Actively searching for God

Some members begin their journey by using activities such as writing, discussion, reading OA (and non-OA) literature to seek a Higher Power. As they work, they gain insight about what they want and need from an HP and can then come to a conception that works for them.

Passively searching for God

Those of us who aren’t verbal processors might ask others in the program to talk about finding God, listening carefully for spiritual experiences that resonate with us. We attentively tune in during meetings to hear others’ perspectives. As we listen, we take what we need to develop a spiritual path and leave the rest.

Get willing, then wait and see

The Second Step only says that “we became willing” to believe in a Higher Power. The Third Step only says we make a decision about trusting and relying on God, but it doesn’t say we are required to have nailed down our concept of an HP. So, some pragmatic members decide to adopt a stance of willingness, go through the Steps honestly and carefully, and see what happens to them spiritually as they go along. We have yet to hear about a person who assiduously went through with the Steps and did not have a spiritual experience.

If it worked for them…

Closely related to the path above. In this model, we trust the spiritual experience of those whose stories of spiritual recovery we’ve heard. We forge ahead through the Steps, knowing that if those people got a spiritual awakening out of it, then we will too.

The God catalog

If we already know what we want from a Higher Power, but we don’t know of One in common circulation that fits the bill, then we can “order” One up. If we know that we want warmth, unconditional love, and support from an HP, we start right there. Those initial ideas may be enough. We might consider other properties of a god we could trust, and also of a god we would not trust, taking the former, declining the latter. We needn’t add a beard, a robe, earrings, a gender, hair color, anything if it doesn’t suit our purpose. And that purpose must always remain firmly in our mind. We are constructing a concept of a god that we will want to trust and rely on.

Prayer and meditation

Not surprisingly, these well-worn paths to a Higher Power feel least intuitive to many of us. We’re used to eschewing prayer, and we may only see meditation as a means of relaxation. These might feel to us like new-age mumbo jumbo or the long-rusted tools from a less scientific age. But after all, prayer is talking to God, and meditation is listening. We’re trying to find a God we can work with, so we might as well just go right to the source. “A little spiritual help here? Can you give me some clues?” Or why not just relax, close our eyes, connect with the quiet inside of ourselves, and see if any spiritual insights arise. The worst that might happen is that we have a quiet few minutes or fall asleep.

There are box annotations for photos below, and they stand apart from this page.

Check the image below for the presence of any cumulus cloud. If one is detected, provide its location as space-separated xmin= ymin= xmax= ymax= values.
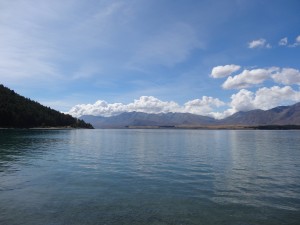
xmin=222 ymin=67 xmax=300 ymax=89
xmin=67 ymin=96 xmax=225 ymax=117
xmin=278 ymin=37 xmax=288 ymax=46
xmin=248 ymin=38 xmax=271 ymax=48
xmin=211 ymin=64 xmax=241 ymax=78
xmin=272 ymin=68 xmax=300 ymax=85
xmin=222 ymin=67 xmax=278 ymax=89
xmin=289 ymin=35 xmax=300 ymax=47
xmin=230 ymin=86 xmax=300 ymax=112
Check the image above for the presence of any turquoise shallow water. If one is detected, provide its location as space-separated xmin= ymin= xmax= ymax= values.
xmin=0 ymin=130 xmax=300 ymax=225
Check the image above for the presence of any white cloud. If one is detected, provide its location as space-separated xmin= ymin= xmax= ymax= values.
xmin=222 ymin=67 xmax=300 ymax=89
xmin=272 ymin=68 xmax=300 ymax=85
xmin=278 ymin=37 xmax=288 ymax=46
xmin=289 ymin=35 xmax=300 ymax=47
xmin=222 ymin=67 xmax=278 ymax=89
xmin=230 ymin=86 xmax=300 ymax=112
xmin=68 ymin=96 xmax=225 ymax=117
xmin=211 ymin=64 xmax=241 ymax=78
xmin=248 ymin=38 xmax=272 ymax=48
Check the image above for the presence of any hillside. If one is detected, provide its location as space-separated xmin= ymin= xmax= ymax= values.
xmin=220 ymin=103 xmax=300 ymax=126
xmin=80 ymin=103 xmax=300 ymax=128
xmin=0 ymin=85 xmax=93 ymax=128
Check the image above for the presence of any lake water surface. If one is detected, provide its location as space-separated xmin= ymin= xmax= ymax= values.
xmin=0 ymin=129 xmax=300 ymax=225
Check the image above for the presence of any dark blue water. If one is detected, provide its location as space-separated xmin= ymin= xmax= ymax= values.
xmin=0 ymin=130 xmax=300 ymax=225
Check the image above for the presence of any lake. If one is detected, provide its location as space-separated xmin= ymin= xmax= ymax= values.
xmin=0 ymin=129 xmax=300 ymax=225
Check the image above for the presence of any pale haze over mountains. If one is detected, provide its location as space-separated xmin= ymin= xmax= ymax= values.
xmin=0 ymin=0 xmax=300 ymax=114
xmin=80 ymin=103 xmax=300 ymax=128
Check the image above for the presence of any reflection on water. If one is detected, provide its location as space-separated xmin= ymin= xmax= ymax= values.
xmin=0 ymin=130 xmax=300 ymax=225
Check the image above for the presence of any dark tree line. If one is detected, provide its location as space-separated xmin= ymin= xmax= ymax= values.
xmin=0 ymin=85 xmax=93 ymax=128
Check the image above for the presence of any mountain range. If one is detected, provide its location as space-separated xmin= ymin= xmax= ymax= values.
xmin=80 ymin=103 xmax=300 ymax=128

Try any of these or all of them. Adopt a stance of honest curiosity, and experience shows us that nothing can stand in our way. It’s been proven time and again among the ranks of Twelve-Step groups everywhere that we cannot fail to find a spiritual solution if we have honesty, open-mindedness, and willingness. We don’t have to be perfect in all of this. We’re just looking for a spiritual light to lead us out of the darkness and toward the life we’ve always wanted to lead.

Step of the Month: The 1-2-3 Waltz

3. Made a decision to turn our will and our lives over to the care of God, as we understood Him.

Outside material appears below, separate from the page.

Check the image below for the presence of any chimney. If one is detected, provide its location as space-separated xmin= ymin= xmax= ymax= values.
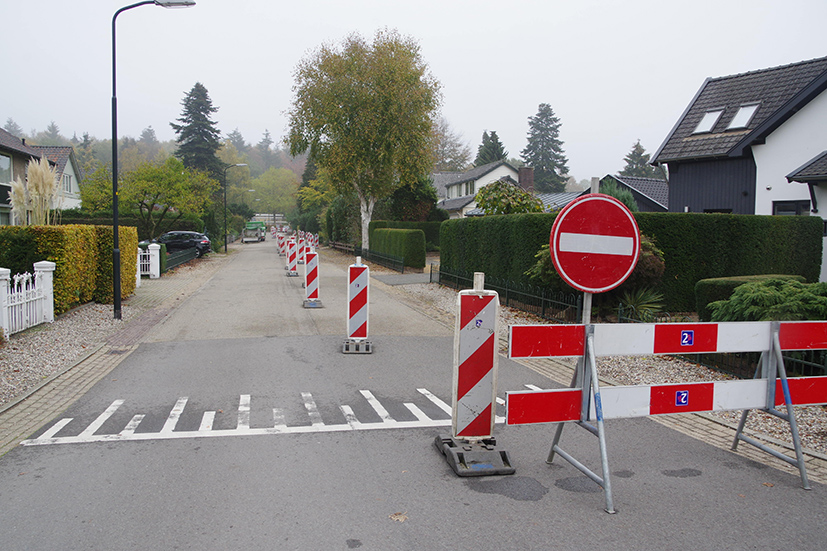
xmin=517 ymin=166 xmax=534 ymax=193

Music fans, know the waltz tempo well: ONE-two-three, ONE-two-three, ONE-two-three. It’s characteristic of “The Blue Danube Waltz,” “I’m So Lonesome I Could Cry,” and “Norwegian Wood” among numerous favorites. Many folks in OA know that tempo too. They get a food plan for Step ONE, think earnestly about Step Two, get stuck at Step Three. Then they eat compulsively and repeat the whole thing over again and again. ONE-two-three, ONE-two-three, ONE-two-three….

Why does this 1-2-3 Waltz happen? Of course, every OA member is different, but there are some guiding principles that might help us if we find ourselves dancing these Steps.

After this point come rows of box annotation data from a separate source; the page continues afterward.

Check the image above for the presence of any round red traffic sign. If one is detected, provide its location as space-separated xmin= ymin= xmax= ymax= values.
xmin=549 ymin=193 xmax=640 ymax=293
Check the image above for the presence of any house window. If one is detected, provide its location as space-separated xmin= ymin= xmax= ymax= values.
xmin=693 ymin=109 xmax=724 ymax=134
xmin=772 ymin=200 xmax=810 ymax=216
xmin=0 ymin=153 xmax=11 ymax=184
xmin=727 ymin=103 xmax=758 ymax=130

The whole concept of Step Three is surrender. We’ve reached a point where it’s do or die. If we go on the way we’ve been living our lives we will die from the inside out. We’re mostly dead spiritually already, our emotions feel lethally out of control, and if our bodies haven’t already begun falling apart they soon will.

In nearly every culture, men and women are taught to be self-sufficient, to solve their own problems, and to stubbornly resist help lest we show weakness, lose face, or put someone out. We are not naturals at accepting help. But man oh man do we need it. In this terrible predicament, Step Three asks us whether we’re willing to make a decision to let our Higher Power not merely lend a hand but to run the whole show.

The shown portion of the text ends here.